Paul Chrzanowski Collection
In fall 2009 Paul Chrzanowski donated his collection of seventy-two early English books to the William Andrews Clark Memorial Library. Nine additional titles followed in 2014. It is the most valuable and important donation made to the Clark since the original donation of the founder’s collection, deeded in 1926 and transfered to UCLA’s custody in 1934. A physicist and collector in California, Paul Chrzanowski set out twenty-five years ago to acquire texts that Shakespeare likely read or could have read in some form. Some are identified as source books that Shakespeare used to write his plays; many are not but remain important to the development of the English language and literature as well as societal changes in the English Tudor period in which Shakespeare lived.
This important collection includes older literary texts by Boccaccio, Gower, and Chaucer; English translations of classical works and European poetry, including Plutarch, Tasso, and Ariosto; and works of immediate predecessors and contemporaries such as Sydney, Spenser, Marlowe, Jonson, and Drayton. The Paul Chrzanowski Collection is also strong in religious texts—from pre-Reformation Catholic treatises to English Bibles and a Book of Common Prayer—and English Chronicles—from Higden’s Polychronicon to Holinshed.

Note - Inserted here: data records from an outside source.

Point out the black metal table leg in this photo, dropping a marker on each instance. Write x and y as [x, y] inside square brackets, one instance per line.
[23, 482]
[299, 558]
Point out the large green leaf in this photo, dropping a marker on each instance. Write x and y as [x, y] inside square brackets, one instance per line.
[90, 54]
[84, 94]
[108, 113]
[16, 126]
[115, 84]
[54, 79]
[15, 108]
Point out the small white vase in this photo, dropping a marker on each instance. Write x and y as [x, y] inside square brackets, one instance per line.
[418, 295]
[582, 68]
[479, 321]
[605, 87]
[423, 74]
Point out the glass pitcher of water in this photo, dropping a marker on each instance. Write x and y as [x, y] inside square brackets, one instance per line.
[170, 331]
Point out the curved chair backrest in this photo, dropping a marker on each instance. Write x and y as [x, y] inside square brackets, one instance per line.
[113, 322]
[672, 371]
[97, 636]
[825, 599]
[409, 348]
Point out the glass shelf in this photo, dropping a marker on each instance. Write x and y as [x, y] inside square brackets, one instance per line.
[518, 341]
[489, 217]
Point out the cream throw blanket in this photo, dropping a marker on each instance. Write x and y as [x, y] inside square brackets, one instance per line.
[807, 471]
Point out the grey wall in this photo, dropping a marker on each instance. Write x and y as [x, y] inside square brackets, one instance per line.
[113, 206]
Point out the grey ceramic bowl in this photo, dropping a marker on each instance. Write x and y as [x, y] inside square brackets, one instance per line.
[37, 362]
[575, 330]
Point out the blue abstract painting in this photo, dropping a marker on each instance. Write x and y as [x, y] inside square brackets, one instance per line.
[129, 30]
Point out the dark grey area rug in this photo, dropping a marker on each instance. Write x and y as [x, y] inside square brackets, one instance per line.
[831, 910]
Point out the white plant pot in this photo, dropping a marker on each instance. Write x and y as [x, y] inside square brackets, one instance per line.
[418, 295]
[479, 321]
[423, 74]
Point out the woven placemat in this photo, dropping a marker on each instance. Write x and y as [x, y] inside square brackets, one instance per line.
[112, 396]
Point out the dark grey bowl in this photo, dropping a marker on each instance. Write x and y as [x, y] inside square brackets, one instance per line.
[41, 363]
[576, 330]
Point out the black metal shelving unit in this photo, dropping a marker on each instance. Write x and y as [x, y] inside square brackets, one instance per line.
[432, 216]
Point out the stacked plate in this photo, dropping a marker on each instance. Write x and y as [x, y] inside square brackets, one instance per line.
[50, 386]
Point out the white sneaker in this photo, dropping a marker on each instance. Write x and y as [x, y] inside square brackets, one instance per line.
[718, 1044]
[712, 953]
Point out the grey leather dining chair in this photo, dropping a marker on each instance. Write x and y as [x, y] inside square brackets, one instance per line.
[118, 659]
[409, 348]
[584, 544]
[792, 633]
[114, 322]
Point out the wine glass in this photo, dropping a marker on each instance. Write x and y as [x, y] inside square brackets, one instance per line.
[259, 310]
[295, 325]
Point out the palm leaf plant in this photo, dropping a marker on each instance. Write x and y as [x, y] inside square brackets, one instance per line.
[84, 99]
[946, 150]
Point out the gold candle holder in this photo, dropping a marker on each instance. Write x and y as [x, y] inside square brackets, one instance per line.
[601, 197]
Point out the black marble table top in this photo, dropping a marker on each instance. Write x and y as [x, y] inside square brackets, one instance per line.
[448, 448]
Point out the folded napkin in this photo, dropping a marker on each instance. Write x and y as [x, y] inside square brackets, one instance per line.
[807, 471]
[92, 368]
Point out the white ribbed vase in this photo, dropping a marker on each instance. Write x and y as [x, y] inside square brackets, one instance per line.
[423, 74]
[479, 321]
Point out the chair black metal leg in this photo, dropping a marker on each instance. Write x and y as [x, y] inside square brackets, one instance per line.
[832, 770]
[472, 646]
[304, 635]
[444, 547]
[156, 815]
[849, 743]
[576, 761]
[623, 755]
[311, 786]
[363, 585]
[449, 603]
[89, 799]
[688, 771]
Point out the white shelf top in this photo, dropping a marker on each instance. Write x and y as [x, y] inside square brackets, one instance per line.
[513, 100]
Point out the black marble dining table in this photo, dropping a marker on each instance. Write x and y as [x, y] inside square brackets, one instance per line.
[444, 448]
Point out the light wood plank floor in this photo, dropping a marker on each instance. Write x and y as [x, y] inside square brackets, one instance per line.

Building a Shakespearean library these days is all but impossible, as the vast majority of the early editions (the so-called quarto plays) are rare beyond compare and were largely institutionalized long ago. Yet the collection does include copies of the second and fourth folio editions of the collected plays (1632 and 1685); sample plays extracted from the first and third folios; Allott’s England’s Parnassus with Shakespeare excerpts; and a quarto play, Parts 2 and 3 of Henry the Sixth. The latter is the first Shakespeare quarto play to be acquired by the Clark Library since the original gift of William A. Clark Jr.
The earliest book in the collection is a Caxton—his 1479 Cordyal of the four last and final thinges, in an extraordinarily tall and beautiful copy. This is the first copy of a book printed by William Caxton, England’s first printer, to enter any of the University of California library collections. Two other English incunables are in the collection and a total of five works printed by Wynkyn de Worde (Caxton’s successor). The Clark Library is deeply grateful to Paul Chrzanowski for his generous gift.